Sunday, 9 March 2008

Sorting Algorithms

During the development of my Sketch Processing application I reached a stage where the processing of each stroke was starting to take amounts of time noticable to the naked eye. At this point As the application was at an early stage of its life, my concerns were that if I was getting slowdown already then I had much worse to come.

Generally the processing was taking around seemingly exponential lengths of time in comparison to the number of points in the input.

After a quick time profiling addition to the code I was able to break down the processing in order to find if there was one chunk of code eating up my processing time. It soon became apparent that sorting the curvature and speed data (float arrays equal in size to the number of input points) was accounting for around 98.5% of the processing for an input of 200 points (around 2 seconds to process!).

I was relieved to find it was just a sorting algorithm that was the nuisance as I knew plenty about them and knew there would be a quicker solution available.

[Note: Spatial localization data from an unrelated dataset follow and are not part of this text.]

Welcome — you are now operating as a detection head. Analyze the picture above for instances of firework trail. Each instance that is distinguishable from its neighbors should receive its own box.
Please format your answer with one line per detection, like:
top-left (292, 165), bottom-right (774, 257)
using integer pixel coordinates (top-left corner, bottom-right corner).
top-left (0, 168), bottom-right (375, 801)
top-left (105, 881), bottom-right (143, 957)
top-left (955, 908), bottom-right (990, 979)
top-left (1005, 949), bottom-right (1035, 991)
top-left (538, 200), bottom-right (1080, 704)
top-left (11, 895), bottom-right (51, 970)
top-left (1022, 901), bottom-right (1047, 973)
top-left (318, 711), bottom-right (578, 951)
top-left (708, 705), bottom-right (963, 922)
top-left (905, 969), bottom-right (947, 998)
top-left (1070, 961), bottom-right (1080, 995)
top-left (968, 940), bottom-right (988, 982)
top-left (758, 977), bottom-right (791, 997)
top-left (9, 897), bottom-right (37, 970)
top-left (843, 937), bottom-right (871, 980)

After reading through my basic and frankly terrible original sorting process, I realised that I'd written a type of Insertion Sort algorithm(one of the slower types of sort).

Some quick googling revealed a nice selection of algorithms and explained how there were basically 2 groups of comparison sorts. Fast, and slow.

These handy graphs show the variations in speed between the two groups, O(n^2) and O(n log n).

You can see that the slow algorithm graph has a vertical scale measured in hudreds of secionds whereas the fast algorithm graph has a vertical scale measured in tenths of seconds. This is clearly a huge difference.

Some more research helped me identify the Comb Sort as a reasonable solution. It acts in a similar way to the Bubble Sort, a relatively slow algorithm, however instead of comparing adjacent values, an initial gap of the data length is used and reduced by 1/(~1.3) each recursion over the data. This "combs" through the data and eliminates the comparison of a large portion of the unneccessary comparison, making the algorithm nearly as fast as a Quick Sort, whilst retaining the simplicity of a Bubble Sort.

Once the Comb Sort was applied, I recorded increases in speed of around 100 times, bringing the total processing time back down to unnoticable speeds.